Racing llegaba al encuentro de esta noche tras una semana atípica por haber derrotado a Talleres el jueves y tuvo que prepararse con poco tiempo para enfrentar Alunmi. Con el ánimo en las nubes pero sin confiarse, los dirigidos por Bonetto arribaron tranquilos al Miguel Sancho. Tras un recibimiento con un marco de público superior al de partidos pasados, el albiceleste entró dormido al campo de juego.La primera opción de gol recién a los 23 minutos, estuvo en los pies de Jonathan Artura, que después de ridiculizar a un rival con un sombrero, definió muy por arriba del horizontal. La academia estaba dubitativo en el fondo y el cotejo se hizo demasiado aburrido. Artura no aparecía por lo tanto no había juego, Federico Funes era el encargado de quitar y romper los ataques de Alumni. Para el colmo de males, Rivero no estaba preciso en los ataques, tuvo una neta y se terminó resbalando cuando Olivera estaba sólo por el centro. Olivera debía generarse las situaciones él mismo, un remate del goleador fue despejado a medias por Scalzo y luego Artura no pudo en el rebote. Hubo tiempo para que el “10” malograra un cabezazo sólo en el área. Así se fue el primer tiempo, con Racing sin ideas y sin generar mucho peligro y un Alumni decidido a conseguir un punto, replegado atrás y saliendo rápido de contra.
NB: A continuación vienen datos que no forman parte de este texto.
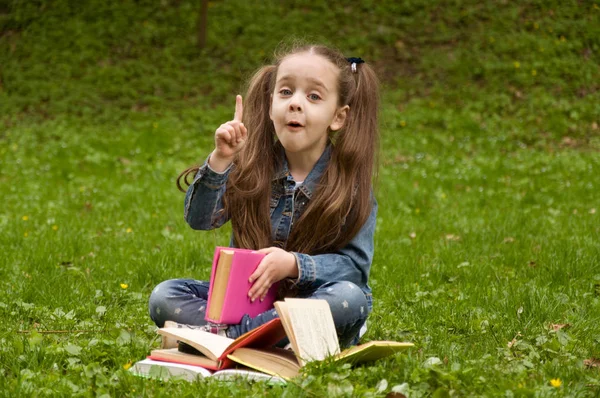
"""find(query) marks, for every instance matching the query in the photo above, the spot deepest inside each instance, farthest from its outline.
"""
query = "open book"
(212, 349)
(152, 369)
(228, 299)
(309, 326)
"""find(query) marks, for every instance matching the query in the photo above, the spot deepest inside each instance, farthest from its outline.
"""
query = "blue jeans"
(184, 301)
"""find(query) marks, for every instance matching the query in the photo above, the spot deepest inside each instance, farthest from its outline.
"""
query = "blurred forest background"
(487, 251)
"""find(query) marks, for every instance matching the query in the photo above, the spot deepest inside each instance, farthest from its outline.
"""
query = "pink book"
(228, 299)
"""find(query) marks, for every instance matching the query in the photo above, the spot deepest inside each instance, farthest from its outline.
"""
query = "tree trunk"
(202, 23)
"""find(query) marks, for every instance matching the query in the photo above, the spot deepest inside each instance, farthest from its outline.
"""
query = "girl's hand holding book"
(278, 264)
(230, 138)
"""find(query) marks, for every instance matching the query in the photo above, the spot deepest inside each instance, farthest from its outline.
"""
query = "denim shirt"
(204, 210)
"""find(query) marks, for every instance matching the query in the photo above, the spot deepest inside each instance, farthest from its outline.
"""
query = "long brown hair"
(343, 198)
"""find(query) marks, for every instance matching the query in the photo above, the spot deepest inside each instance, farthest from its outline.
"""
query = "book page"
(166, 370)
(372, 351)
(248, 375)
(211, 345)
(313, 328)
(219, 286)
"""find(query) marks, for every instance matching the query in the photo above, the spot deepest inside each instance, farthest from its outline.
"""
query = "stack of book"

En el complemento todo cambió, ahí nomás Alexis Díaz con un remate violento puso a prueba a Sanzotti que despejó bien. El conjunto de Villa María, demostró que no se conformaba con el punto y quería más. El encuentro se hizo entretenido, de ida y vuelta, la zona media del campo de juego era terreno libre y ahí es donde los de Nueva Italia sacaron ventajas. Con el ingreso de Liendo y el “Chapu” Méndez que le aportaron juego y orden, mas la entrega y el sacrificio de Funes, “La Acadé” comenzó a ser dueña de la pelota. Al no quedarse metido en el fondo el elenco visitante, los caminos y los espacios se le fueron marcando al local para llegar al gol. Así fue que, promediando el segundo tiempo llegó la mejor jugada del partido, tras una combinación de Liendo y Garnier, llegó el remate de ex Belgrano que Scalzo despejó y allí estaba Olivera para mandarla al fondo de la red. La algarabía dominó a todos en Nueva Italia, pero el asistente marcó offside. Gol anulado, pero Racing avisaba, el goleador avisaba.
29 minutos marcaba el cronómetro cuando el mejor de la cancha, Funes, agarró la pelota, encaró hacia el área y tiro un centro perfecto para que Olivera controlase y definiera. Alexis estaba ahí donde tenía que estar y otra vez la mandó a guardar. El goleador está intratable y marcó la victoria parcial. La gente explotó, se desahogó, encontró lo que había ido a buscar. Bengalas y bombas de estruendo colmaron las gradas de la tribuna de la calle Quevedo. Los plateístas temerarios, decían que le pasaría igual que a Talleres, que no se debía festejar antes de tiempo. Y faltaba mucho, y tenía que aguantarlo. El ingreso del debutante, Héctor Alfaro, le dio aire al ataque, y allí surgió Pugliese y Méndez que por banda izquierda hacían desastre a la defensa albirroja. Sólo quedó tiempo para el sufrimiento, el condimento necesario que a ningún cotejo racinguista le falta. Cuando Rubén González marcó el final del partido, se desataron los festejos mayores. Fuegos artificiales y el canto incesante de su gente despidieron al plantel que por primera vez en el campeonato gana dos partidos al hilo. “Gracias Academia querida” fue el hit que sonó en la popu albiceleste.